Published online by Cambridge University Press: 27 February 2009
This paper describes OARPLAN, a prototype planning system that generates construction project plans from a description of the objects that comprise the completed facility. OARPLAN is based upon the notion that activities in a project plan can be viewed as intersections of their constituents: objects, actions and resources. Planning knowledge in OARPLAN is represented as constraints based on activity constituents and their interrelationships; the planner functions as a constraint satisfaction engine that attempts to satisfy these constraints. The goal of the OARPLAN project is to develop a planning shell for construction projects that (i) provides a natural and powerful constraint language for expressing knowledge about construction planning, and (ii) generates a facility construction plan by satisfying constraints expressed in this language.
To generate its construction plan, OARPLAN must be supplied with extensive knowledge about construction objects, actions and resources, and about spatial, topological, temporal and other relations that may exist between them. We suggest that much of the knowledge required to plan the construction of a given facility can be drawn directly from a three-dimensional CAD model of the facility, and from a variety of databases currently used in design and project management software. In the prototype OARPLAN system, facility data must be input directly as frames. However, we are collaborating with database researchers to develop intelligent interfaces to such sources of planning data, so that OARPLAN will eventually be able to send high level queries to an intelligent database access system without regard for the particular CAD system in which the project was designed.

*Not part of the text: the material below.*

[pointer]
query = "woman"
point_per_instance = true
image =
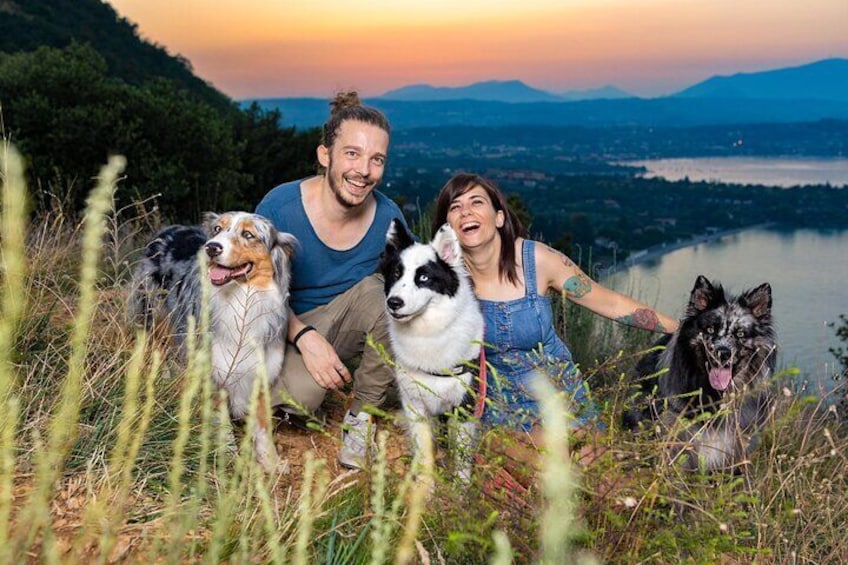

We begin by explaining why classical AI planners and domain specific expert system approaches are both inadequate for the task of generating construction project plans. We describe the activity representation developed in OARPLAN and demonstrate its use in producing a plan of about 50 activities for a steel-frame building, based on spatial and topological constraints that express structural support, weather protection and safety concerns in construction planning. We conclude with a discussion of the research issues raised by our experiments with OARPLAN to date.